(Closed) Interval Training

posted 10 years ago in Fitness
Post # 3
5822 posts
Bee Keeper

HumarockBride: Congrats on your workout!  Very cool with your HRM, wish mine did that. 

It’s ok if you go above max.  You should never be at your max HR if you’re not working hard.  As long as your HR slows when you stop exercising, it’s ok to see it peak during a workout.

TIP: I keep a little card with me that has my heart rate from 65% to 100% so I know where I’m at.  I put it on the ledge of the treadmill when I workout.


Post # 6
216 posts
Helper bee
  • Wedding: May 2009

My intervals include a medium paced "side gallop" which is great for your outer things, hips and butt and forces you to stabilize more.  And it eats up some good time if you do one side, a sprint, and then the other side.  Woo!

I also do a slower paced lunge walk mixed alternated with fast paced running (not sprinting though). 

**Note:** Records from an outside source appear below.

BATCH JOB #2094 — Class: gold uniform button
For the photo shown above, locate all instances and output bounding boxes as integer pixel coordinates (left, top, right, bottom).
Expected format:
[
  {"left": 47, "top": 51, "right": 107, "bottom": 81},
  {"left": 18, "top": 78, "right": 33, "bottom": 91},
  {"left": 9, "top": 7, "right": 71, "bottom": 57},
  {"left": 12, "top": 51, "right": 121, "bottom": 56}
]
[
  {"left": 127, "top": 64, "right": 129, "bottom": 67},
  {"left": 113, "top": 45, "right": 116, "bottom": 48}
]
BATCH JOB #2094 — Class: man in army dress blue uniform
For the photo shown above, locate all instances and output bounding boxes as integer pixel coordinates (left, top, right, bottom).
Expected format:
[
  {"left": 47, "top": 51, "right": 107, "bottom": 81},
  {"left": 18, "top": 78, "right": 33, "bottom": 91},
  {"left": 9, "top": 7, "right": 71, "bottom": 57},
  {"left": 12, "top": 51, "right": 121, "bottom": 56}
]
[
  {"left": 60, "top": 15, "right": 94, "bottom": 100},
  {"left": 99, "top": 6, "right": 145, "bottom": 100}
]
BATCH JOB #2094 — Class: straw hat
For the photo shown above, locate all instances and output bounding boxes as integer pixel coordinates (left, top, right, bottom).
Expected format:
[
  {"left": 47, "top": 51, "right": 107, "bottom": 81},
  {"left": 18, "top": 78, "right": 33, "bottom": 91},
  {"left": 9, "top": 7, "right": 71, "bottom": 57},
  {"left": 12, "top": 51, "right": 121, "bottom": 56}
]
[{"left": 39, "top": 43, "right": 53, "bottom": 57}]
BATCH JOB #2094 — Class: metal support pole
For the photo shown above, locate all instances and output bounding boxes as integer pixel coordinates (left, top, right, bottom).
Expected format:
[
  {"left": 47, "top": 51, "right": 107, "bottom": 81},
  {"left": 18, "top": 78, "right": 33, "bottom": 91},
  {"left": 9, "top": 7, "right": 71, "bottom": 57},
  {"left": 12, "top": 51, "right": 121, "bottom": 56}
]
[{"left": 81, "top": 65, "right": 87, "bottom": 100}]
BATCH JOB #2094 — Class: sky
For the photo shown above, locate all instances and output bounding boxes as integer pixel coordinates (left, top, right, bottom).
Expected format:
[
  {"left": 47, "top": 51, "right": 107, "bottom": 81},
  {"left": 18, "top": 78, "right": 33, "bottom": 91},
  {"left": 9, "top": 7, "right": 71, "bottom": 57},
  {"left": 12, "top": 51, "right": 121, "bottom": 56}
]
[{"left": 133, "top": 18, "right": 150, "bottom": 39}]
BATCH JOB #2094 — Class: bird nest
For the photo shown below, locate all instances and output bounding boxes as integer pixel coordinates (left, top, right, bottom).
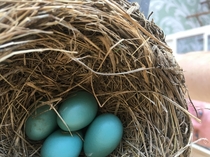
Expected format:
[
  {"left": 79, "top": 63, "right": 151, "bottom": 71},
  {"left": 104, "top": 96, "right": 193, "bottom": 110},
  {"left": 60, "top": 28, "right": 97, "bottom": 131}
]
[{"left": 0, "top": 0, "right": 192, "bottom": 157}]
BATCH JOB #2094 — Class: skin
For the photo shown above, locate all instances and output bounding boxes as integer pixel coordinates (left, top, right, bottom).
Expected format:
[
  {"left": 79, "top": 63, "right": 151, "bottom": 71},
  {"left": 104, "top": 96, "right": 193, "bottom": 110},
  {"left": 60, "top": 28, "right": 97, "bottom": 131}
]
[
  {"left": 177, "top": 51, "right": 210, "bottom": 148},
  {"left": 188, "top": 100, "right": 210, "bottom": 148},
  {"left": 177, "top": 51, "right": 210, "bottom": 103}
]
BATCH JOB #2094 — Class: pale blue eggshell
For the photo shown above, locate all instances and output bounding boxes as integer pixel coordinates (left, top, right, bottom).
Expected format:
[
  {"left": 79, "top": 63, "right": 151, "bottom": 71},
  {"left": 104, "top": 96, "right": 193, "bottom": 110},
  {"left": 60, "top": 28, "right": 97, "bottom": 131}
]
[
  {"left": 25, "top": 105, "right": 57, "bottom": 141},
  {"left": 41, "top": 129, "right": 83, "bottom": 157},
  {"left": 84, "top": 113, "right": 123, "bottom": 157},
  {"left": 57, "top": 91, "right": 98, "bottom": 131}
]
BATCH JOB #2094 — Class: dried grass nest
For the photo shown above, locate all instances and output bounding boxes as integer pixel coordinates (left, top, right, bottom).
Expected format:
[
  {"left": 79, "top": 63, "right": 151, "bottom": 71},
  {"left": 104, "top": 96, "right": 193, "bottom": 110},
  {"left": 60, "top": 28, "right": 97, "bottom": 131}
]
[{"left": 0, "top": 0, "right": 192, "bottom": 157}]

I’ve seen results faster than any other cardio I’ve ever done! Rock on Interval Brides!

Post # 8
1276 posts
Bumble bee
  • Wedding: August 2009

Sometimes you can go above your max if you have a specific goal set…the max is lower for fat burning than cardio workouts.  It took me a little while to figure this out and it drove me batty.  In general, I don’t think you should really worry too much about the programmed max.  If your heart is beating so fast as to be dangerous, you’ll probably have other signals (like painful pounding in your chest).  Those limits are based on averages, and every person is different.  They provide some guidance, but tracking your performance will give you a better feel for your own body.  One thing you’ll probably notice as you get more in shape is that your HR won’t go up so easily b/c you’ll be more efficient at your exercise.  Pushing high intensity intervals and changing excercises as West Coast Bride suggested are a good way to keep your body working hard.  But, be careful on the treadmill…if you lack coordination you can do yourself some serious injury.  Also, make sure you keep track of how your knees and hips feel as you push intensity.  After years of not paying attention, I’m suffering the worst hip problems (and back, and neck)…I’m not saying this will happen to everyone, but just listen to your body.  Seriously, I used to be extremely active (ski mountaineering, long distance cycling) but now I can barely ride my bike on a trainer for 30 minutes.  I really, really wish I had been more careful.